The Root Folk Band The Ritual Year

Folklore Tapes
2nd June 2023

Format Info

* 12 minute 33rpm seven-inch * Screen printed handmade manilla sleeve * A4 insert * Digital Wav download & link to film

Between 2014-16, Folklore Tapes begun the series Calendar Customs, commissioning artists to research and respond sonically to the four corners of the ritual year; May Day, Midsummer, Midwinter and Hallowe’en. This culminated in a box-set of 4x LPs and accompanying extensive booklet with essay by FT pen smith Jez Winship. FT also produced a detailed customs wall calendar and a cassette collaged using field recordings taken from amateur youtube footage.

In 2022 artist and Dave Pearson archivist invited Folklore TapesDavid Chatton Barker to write a score to a new animation by Chinese artist Kain Leo. The animation was commissioned to act as a creative extension to the Dave Pearson archive and website.

The Root Folk Band were a once fictional group found within the pages of the children’s books Mossy. They were brought to life for this unique project and its members are; Bridget Hayden, Mary Stark, Sam McLoughlin and David Chatton Barker.

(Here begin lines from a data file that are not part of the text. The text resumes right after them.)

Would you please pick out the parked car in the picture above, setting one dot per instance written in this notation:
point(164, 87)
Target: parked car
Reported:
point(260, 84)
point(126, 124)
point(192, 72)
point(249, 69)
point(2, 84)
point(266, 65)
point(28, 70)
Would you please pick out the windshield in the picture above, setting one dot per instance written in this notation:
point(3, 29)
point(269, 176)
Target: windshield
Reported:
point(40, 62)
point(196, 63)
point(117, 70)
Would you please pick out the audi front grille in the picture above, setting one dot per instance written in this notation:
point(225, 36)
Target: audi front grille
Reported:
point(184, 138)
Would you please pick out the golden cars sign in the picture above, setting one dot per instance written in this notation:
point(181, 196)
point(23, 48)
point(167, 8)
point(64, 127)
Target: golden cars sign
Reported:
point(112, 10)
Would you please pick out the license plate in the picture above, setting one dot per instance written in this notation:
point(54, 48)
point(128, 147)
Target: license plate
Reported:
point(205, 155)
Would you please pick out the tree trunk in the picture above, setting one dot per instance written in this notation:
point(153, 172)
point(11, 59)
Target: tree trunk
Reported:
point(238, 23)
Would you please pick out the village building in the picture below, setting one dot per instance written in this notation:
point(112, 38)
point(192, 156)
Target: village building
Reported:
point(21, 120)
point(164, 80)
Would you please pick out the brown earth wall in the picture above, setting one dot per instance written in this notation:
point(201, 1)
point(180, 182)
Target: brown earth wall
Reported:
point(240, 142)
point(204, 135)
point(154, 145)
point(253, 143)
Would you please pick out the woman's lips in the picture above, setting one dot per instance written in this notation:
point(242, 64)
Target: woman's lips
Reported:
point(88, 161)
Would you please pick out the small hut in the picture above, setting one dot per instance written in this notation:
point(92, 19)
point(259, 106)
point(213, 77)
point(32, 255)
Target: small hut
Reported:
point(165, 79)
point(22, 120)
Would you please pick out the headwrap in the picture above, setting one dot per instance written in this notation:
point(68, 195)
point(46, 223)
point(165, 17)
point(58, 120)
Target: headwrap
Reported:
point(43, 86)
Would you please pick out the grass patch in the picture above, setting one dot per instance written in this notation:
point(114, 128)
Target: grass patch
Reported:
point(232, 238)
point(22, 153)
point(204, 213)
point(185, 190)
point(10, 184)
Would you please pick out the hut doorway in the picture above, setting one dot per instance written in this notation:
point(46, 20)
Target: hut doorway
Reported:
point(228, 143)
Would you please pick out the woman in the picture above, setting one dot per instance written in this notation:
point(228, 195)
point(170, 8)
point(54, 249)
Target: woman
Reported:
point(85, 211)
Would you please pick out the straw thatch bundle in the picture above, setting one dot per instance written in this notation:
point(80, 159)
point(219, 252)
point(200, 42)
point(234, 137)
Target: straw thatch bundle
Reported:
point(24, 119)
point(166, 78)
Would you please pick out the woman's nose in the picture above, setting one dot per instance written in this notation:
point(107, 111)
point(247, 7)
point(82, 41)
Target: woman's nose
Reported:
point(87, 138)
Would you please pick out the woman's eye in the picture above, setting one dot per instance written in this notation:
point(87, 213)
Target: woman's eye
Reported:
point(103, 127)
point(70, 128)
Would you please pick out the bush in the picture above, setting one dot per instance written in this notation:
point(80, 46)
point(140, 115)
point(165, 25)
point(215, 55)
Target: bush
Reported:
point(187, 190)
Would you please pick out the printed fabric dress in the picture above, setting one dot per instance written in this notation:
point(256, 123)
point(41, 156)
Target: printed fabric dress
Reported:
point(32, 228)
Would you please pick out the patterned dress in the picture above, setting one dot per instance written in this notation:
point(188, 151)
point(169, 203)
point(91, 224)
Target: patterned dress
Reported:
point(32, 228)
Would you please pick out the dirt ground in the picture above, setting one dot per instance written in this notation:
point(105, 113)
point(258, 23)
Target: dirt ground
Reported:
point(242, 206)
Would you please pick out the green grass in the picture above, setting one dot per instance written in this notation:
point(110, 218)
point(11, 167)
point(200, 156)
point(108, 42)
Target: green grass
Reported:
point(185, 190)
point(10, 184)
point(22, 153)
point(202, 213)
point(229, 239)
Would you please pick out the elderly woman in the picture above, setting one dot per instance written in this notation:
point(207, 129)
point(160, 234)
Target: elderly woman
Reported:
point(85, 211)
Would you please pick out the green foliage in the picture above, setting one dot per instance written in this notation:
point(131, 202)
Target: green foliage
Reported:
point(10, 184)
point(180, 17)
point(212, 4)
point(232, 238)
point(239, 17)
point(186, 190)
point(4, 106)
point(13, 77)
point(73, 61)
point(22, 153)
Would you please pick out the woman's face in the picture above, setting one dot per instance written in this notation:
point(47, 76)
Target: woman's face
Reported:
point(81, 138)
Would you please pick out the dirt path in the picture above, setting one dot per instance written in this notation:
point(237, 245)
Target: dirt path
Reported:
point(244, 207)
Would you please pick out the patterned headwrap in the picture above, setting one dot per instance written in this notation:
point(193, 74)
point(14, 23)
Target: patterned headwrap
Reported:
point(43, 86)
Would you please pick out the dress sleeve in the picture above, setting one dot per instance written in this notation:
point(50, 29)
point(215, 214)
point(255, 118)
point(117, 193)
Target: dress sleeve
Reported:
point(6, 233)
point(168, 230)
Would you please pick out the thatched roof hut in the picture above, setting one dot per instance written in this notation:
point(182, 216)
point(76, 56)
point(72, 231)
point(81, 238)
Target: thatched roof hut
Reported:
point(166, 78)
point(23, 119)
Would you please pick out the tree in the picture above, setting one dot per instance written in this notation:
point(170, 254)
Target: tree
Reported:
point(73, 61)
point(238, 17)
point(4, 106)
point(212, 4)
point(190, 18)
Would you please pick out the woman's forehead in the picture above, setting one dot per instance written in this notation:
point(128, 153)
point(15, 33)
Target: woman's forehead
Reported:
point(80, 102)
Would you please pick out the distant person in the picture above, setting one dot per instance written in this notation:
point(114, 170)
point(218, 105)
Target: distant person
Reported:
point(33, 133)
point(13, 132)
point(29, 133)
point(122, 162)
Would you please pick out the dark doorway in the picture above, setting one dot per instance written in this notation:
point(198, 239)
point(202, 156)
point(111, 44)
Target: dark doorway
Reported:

The score was largely made ahead of the film, as Kain Leo prefers to work with the music during her editing process. The first stage of writing the score saw the band collect together old folk custom sheet music and cut sections out and re-paste to create new passages. These were first played using whistle and percussion. The Root Folk Band split the recording between two locations, the first; an ex-telephone repeater station high up on Shap Fell, Cumbria and the second; at a house in Cornholme, West Yorkshire. These sessions incorporated improvisation alongside the original music drawn from the cut-up traditional scores.

Around 3 hours of material was recorded, played on a variety of traditional and self-built instruments. This material was then cut-up and collaged into a 12min musical calendar and edited with field recordings taken from the 2016 FT cassette.

Traversing the light and the dark months of the year across several hundred years of English ritual, the resulting score is perhaps described as sitting sonically between the seminal soundtrack to the 1973 film The Wickerman and the 2012 album Witch Cults of the Modern Age by Broadcast and The Focus Group.